The usual tactic with BEC fraud is for the fraudster to pose as an authoritarian boss barking orders to subordinates in the accounts department.
“More junior people are more likely to do what they’re told without question,” says Mr Holmes.
“So if your boss is quite authoritarian you are more prone to this type of attack.”
Another tactic is to establish a rapport with another member of staff who assumes the emails are coming from a senior executive.
Once the fraudster has lulled the target into a false sense of security, he asks for payroll data or other useful information.
It’s easy to spoof the “From” field in an email address and to edit the name label of a sender. So instead of seeing the email address in full, recipients just see the person’s name.
The fraudsters may also include made-up exchanges between senior executives in the email, perhaps discussing the deal or contract that the payment refers to.
And if hackers have gained access to the chief executive’s travel schedule they can make an email sound even more plausible.
“Make the payment now because after that I’ll be in the air for 12 hours and unreachable,” a typical email might say.
Knowing that the boss is away also stops staff being able to verify the payment request in person.
Fraudsters have also been known to follow up the email with a telephone call from someone pretending to be a lawyer or accountant “verifying” the transaction.
All these techniques add credibility to the lie.
“These are very smart people – sometimes hackers will take six months getting all the data they need to make the emails believable,” says Mr Cowen.

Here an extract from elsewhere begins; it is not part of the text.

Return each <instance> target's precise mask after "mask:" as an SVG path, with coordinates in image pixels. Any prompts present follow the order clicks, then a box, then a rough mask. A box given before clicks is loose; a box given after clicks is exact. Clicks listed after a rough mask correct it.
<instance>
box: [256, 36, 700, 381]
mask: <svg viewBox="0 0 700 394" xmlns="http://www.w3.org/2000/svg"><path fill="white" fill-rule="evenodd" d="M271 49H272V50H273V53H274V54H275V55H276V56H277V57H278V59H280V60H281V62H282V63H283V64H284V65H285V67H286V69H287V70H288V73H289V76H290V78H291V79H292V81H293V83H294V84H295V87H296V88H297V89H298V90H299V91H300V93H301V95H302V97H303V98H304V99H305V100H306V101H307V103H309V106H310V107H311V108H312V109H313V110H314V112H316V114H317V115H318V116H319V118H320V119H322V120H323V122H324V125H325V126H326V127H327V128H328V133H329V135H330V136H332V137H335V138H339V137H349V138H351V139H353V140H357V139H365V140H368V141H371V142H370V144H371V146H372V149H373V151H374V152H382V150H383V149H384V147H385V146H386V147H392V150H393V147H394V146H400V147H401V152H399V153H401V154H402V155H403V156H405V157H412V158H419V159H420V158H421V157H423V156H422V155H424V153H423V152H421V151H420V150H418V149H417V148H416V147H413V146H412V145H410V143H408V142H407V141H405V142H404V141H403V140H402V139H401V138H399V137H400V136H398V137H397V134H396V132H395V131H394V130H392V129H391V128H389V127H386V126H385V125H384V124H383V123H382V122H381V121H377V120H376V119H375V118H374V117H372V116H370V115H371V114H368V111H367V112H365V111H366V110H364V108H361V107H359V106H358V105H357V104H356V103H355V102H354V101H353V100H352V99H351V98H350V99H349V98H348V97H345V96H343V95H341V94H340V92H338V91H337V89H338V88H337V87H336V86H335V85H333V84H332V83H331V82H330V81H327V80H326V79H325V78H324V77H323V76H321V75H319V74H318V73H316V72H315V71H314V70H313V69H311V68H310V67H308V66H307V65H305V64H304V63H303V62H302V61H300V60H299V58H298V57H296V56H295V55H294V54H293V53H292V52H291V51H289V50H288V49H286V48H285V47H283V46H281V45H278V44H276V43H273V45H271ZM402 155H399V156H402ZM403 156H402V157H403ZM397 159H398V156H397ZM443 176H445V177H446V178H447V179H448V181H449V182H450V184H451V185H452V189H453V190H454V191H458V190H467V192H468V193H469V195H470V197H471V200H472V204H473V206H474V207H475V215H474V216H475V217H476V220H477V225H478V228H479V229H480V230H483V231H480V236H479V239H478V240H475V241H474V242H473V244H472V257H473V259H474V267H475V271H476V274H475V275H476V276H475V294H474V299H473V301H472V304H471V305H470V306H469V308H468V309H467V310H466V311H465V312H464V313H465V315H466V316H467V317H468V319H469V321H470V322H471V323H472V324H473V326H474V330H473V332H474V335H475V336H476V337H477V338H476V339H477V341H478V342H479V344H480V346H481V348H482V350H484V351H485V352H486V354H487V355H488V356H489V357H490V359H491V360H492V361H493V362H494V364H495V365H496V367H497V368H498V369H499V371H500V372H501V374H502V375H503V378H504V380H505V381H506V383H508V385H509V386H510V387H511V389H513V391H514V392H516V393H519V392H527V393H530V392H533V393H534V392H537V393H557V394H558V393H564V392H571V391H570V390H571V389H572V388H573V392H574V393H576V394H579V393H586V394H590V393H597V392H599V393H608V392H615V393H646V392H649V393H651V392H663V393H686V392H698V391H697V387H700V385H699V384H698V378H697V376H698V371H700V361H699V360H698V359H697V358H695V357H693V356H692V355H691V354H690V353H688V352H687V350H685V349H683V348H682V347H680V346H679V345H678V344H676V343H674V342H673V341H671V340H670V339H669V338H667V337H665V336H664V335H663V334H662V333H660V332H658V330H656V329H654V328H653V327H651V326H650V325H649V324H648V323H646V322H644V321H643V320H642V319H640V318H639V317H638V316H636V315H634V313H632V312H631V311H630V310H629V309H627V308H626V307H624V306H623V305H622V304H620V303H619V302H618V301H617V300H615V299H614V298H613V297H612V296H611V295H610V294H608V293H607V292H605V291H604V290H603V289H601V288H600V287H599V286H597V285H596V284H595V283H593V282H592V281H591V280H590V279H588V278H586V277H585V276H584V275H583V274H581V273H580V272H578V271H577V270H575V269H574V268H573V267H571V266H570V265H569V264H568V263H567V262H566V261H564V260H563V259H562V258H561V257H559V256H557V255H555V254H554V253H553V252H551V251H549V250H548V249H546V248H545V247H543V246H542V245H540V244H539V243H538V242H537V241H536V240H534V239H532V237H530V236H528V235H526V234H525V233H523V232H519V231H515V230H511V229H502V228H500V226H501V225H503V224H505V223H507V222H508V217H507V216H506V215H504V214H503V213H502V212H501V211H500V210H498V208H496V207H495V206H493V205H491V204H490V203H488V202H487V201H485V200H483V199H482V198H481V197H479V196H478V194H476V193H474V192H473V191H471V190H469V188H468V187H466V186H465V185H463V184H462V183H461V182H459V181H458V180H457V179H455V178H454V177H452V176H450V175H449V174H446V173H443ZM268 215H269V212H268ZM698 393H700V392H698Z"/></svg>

And the fact that these attacks typically involve just a single email means that they bypass security systems designed to pick up several emails coming from different IP [internet protocol] addresses.
So what should businesses be doing to protect themselves?
Cybersecurity firms like Proofpoint say their systems can spot emails pretending to originate from within your company. And verification programs like DMARC [Domain-based Message Authentication, Reporting and Conformance] also help weed out impostors.
But there are simpler ways to combat BEC fraud, argues Remora’s Mr Cowen.
“About 70% of our frauds could be prevented with a single phone call. It’s really that simple,” he says.
In other words, don’t just rely on one email from the “boss”- verify the request in person or over the phone.
Tom Kemp, boss of security company Centrify, says: “I’ve told the people here that I will never ever send an email asking for a wire transfer or for personally identifiable information to be sent to me.
“If need be, pick up the phone and actually call me.”
Firms could also beef up their policies governing who should be authorised to make payments and how many people should approve them, says Michael DeCesare, chief executive of cybersecurity company ForeScout.
“In our company it needs approval from five people before a wire transfer can be made,” he told the BBC.
And Amar Singh, chief executive of the Cyber Management Alliance, an organisation that trains managers on how to plan for and respond to cyber-attacks, calls for “pragmatic paranoia”.
“Always be more suspicious when it’s anything to do with financial transactions,” he advises.